4 pork chops 1 1/2 inch thick each
1/2 teaspoon Worcestershire sauce
1/4 teaspoon red pepper
1/8 teaspoon white pepper


Stuffing:
1/2 stick butter
1 onion chopped
1 rib celery chopped
1 cup chopped fresh mushrooms
2 tablespoons chopped green onions
2 toes garlic minced
1 tablespoon chopped parsley
1/2 bell pepper chopped
1/2 teaspoon Worcestershire sauce
1/2 cup deveined shrimp
1/2 cup Italian bread crumbs
8 oz. milk
2 egg whites


Melt butter and sauté onion, celery, bell pepper, and mushrooms.
Add green onions, parsley, garlic, and Worcestershire sauce. Sauté 2 minutes. Add shrimp, sauté 2 minutes. Add milk, egg whites, and bread crumbs. Simmer 3 minutes.
Cut horizontal pockets in pork chops and add equal portions of stuffing. Sprinkle with Worcestershire sauce and pepper.
Bake in preheated oven, 350 degrees, for 1 hour to 1 hour 15 minutes. :vs_cool:


----------



## BayouRunner (Feb 5, 2016)

I might give this one a try.

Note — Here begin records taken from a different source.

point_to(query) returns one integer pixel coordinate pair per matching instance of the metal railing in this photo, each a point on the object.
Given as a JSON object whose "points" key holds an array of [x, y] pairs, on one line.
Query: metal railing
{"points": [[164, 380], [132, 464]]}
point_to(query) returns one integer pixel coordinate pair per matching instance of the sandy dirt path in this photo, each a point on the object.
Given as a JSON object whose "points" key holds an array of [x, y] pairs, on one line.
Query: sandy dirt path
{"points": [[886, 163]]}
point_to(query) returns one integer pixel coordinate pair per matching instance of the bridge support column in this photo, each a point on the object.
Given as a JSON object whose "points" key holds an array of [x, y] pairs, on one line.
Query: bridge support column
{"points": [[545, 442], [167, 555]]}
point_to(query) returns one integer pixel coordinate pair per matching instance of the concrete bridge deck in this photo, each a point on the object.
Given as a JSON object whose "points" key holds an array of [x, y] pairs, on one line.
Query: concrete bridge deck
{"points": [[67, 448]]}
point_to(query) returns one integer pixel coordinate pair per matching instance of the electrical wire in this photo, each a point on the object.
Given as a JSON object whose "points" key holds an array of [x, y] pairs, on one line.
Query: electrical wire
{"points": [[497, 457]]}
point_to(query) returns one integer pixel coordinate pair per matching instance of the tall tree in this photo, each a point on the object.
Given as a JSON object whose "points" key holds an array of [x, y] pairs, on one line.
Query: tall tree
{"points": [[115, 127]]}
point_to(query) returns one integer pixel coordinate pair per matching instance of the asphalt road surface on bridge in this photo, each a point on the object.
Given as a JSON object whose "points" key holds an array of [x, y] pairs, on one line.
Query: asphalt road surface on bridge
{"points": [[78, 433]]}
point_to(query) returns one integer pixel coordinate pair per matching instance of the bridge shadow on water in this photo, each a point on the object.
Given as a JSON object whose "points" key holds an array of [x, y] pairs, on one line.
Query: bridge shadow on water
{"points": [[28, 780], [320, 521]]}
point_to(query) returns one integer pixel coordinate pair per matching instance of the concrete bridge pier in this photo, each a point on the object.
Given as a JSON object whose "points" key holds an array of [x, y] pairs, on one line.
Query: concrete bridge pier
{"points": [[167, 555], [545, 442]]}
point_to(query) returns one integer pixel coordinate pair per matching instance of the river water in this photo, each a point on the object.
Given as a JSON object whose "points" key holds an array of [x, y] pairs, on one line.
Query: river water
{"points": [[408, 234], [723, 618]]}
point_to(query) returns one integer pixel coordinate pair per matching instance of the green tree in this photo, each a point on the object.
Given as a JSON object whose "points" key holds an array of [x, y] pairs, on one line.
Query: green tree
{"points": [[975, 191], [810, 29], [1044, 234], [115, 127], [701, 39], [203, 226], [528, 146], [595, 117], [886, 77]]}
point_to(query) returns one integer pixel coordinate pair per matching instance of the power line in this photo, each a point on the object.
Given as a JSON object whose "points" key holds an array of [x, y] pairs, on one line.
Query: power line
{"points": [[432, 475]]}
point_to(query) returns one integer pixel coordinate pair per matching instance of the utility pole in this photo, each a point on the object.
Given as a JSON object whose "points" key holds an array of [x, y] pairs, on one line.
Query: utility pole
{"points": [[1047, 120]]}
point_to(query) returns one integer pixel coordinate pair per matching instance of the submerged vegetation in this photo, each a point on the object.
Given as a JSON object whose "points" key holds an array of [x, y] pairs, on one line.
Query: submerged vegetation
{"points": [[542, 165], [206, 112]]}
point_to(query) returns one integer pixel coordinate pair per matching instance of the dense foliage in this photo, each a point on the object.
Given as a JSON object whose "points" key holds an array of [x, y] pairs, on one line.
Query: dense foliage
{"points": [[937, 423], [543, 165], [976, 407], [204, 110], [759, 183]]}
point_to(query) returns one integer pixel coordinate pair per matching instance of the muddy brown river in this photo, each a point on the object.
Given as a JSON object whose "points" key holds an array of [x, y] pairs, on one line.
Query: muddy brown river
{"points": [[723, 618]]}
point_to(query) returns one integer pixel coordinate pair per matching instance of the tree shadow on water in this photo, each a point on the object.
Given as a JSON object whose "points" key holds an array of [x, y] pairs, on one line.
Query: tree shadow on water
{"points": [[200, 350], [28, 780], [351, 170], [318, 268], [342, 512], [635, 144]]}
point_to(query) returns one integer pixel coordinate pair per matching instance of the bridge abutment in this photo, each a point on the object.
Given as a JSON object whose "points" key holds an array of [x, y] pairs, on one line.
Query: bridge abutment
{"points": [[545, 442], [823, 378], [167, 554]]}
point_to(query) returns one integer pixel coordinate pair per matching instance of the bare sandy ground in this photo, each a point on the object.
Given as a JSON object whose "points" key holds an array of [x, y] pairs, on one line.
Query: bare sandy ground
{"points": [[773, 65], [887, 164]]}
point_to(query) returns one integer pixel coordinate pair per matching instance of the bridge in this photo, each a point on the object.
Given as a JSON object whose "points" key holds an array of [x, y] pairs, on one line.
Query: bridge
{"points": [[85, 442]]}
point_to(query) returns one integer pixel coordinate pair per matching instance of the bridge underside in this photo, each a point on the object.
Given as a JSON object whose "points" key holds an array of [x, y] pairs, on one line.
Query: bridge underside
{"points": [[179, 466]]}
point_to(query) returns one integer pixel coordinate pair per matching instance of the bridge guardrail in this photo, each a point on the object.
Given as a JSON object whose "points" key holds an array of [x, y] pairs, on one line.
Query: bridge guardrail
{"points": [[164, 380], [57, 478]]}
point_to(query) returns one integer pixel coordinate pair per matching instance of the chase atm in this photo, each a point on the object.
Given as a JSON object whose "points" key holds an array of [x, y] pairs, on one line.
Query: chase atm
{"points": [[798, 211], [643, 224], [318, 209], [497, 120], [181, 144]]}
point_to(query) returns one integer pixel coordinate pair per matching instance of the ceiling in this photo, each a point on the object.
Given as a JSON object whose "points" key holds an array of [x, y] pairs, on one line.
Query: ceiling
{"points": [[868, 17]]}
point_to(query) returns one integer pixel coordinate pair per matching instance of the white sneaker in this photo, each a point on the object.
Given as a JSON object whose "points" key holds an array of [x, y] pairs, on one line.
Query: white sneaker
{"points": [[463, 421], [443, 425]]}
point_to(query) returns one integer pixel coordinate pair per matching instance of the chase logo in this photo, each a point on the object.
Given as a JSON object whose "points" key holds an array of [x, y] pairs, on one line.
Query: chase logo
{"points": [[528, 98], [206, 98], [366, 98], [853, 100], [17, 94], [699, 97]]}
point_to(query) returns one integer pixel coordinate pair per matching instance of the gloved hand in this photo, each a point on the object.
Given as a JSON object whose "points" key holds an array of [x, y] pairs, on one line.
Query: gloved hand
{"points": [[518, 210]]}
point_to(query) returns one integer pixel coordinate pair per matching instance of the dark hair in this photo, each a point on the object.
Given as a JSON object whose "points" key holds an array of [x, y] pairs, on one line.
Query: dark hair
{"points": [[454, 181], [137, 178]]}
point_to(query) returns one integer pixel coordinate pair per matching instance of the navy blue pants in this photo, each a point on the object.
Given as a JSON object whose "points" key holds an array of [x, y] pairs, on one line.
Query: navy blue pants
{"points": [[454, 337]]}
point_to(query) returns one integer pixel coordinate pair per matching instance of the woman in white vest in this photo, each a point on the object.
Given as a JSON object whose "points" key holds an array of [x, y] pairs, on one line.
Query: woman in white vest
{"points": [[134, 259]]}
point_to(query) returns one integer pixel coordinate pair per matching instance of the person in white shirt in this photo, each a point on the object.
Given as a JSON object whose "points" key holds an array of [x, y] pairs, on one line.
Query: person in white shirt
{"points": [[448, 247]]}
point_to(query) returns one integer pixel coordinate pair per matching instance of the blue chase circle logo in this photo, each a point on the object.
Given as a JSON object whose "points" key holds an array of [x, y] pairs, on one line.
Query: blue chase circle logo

Thanks Clutch


Sent from my iPhone using Tapatalk


----------



## Windows on Wash (Aug 30, 2011)

When you gonna start cooking cause all you are doing is making me hungry


----------



## RockyMtBeerMan (Dec 12, 2018)

Mind. Blown.

*wipes drool on sleeve*

This is a keeper!


----------